EP by Grand Buffet
- Released: 2003
- Genre: Alternative hip hop
- Producer: Jarrod Brandon Weeks, Jackson O'Connell-Barlow

Grand Buffet chronology
| Cigarette Beach (2002) | Pittsburgh Hearts (2003) | Dicer: The Unheard Funk Tracks (2004) |

= Pittsburgh Hearts =

Pittsburgh Hearts is the third and last in the Trilogy of Terror, a series of three EPs by Pittsburgh alternative hip hop duo, Grand Buffet. It's the first release on which they're credited by their real names. On previous releases, they had used a variety of stage names.
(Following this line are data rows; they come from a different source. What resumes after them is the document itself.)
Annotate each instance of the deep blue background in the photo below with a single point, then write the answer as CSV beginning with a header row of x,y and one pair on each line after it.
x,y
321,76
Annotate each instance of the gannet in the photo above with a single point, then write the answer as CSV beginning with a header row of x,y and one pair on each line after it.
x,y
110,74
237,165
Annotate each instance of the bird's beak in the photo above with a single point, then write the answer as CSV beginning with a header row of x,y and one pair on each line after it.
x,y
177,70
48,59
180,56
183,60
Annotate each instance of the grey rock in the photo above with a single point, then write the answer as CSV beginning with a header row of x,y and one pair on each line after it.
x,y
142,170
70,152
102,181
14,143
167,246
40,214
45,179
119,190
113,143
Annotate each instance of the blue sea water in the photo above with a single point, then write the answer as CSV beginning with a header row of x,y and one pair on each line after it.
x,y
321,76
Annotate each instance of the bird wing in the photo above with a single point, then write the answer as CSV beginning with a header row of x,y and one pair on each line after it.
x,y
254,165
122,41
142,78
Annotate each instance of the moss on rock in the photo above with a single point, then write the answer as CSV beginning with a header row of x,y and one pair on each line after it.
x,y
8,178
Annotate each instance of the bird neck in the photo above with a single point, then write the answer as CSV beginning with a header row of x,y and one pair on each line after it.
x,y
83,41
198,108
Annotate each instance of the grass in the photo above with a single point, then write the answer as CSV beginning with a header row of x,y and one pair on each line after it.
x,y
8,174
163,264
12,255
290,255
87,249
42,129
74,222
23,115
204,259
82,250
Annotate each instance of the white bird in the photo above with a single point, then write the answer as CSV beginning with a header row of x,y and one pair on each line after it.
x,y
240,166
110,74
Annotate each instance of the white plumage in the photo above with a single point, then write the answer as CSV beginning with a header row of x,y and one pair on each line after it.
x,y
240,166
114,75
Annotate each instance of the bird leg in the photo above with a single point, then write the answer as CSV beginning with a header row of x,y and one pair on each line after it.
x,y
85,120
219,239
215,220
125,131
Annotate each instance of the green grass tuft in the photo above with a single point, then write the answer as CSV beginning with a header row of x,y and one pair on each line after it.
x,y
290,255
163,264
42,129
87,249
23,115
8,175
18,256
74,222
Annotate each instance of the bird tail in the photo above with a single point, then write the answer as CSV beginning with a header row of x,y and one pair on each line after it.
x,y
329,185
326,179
The credits of back of the album's artwork, Jarrod announces that he has a daughter named Sugar Marie Weeks. The final track "Thank You. Goodbye. We'll Die." is an outro. It is where they discuss the album and diss various business. They manage to use the word "fuck" 47 times in a little under 3 minutes. This was first album in the trilogy, to not have a hidden track. It is also their last album to have a parental advisory label on the front cover.

==Track listing==

| No. | Title | Length |
|---|---|---|
| 1. | "We're Into This" | 2:14 |
| 2. | "Fun As Hell" | 3:10 |
| 3. | "Cool As Hell" | 2:20 |
| 4. | "Americus (Religious Right Rock)" | 2:17 |
| 5. | "Benjamin Franklin Music" | 2:33 |
| 6. | "Don't Kill Yourself, Thrill Yourself!" | 2:03 |
| 7. | "Stocking Stuffer" | 1:47 |
| 8. | "Thank You. Goodbye. We'll Die." | 2:52 |

==Music videos==
A video for "Cool As Hell" appears on the CD/DVD release, Five Years of Fireworks.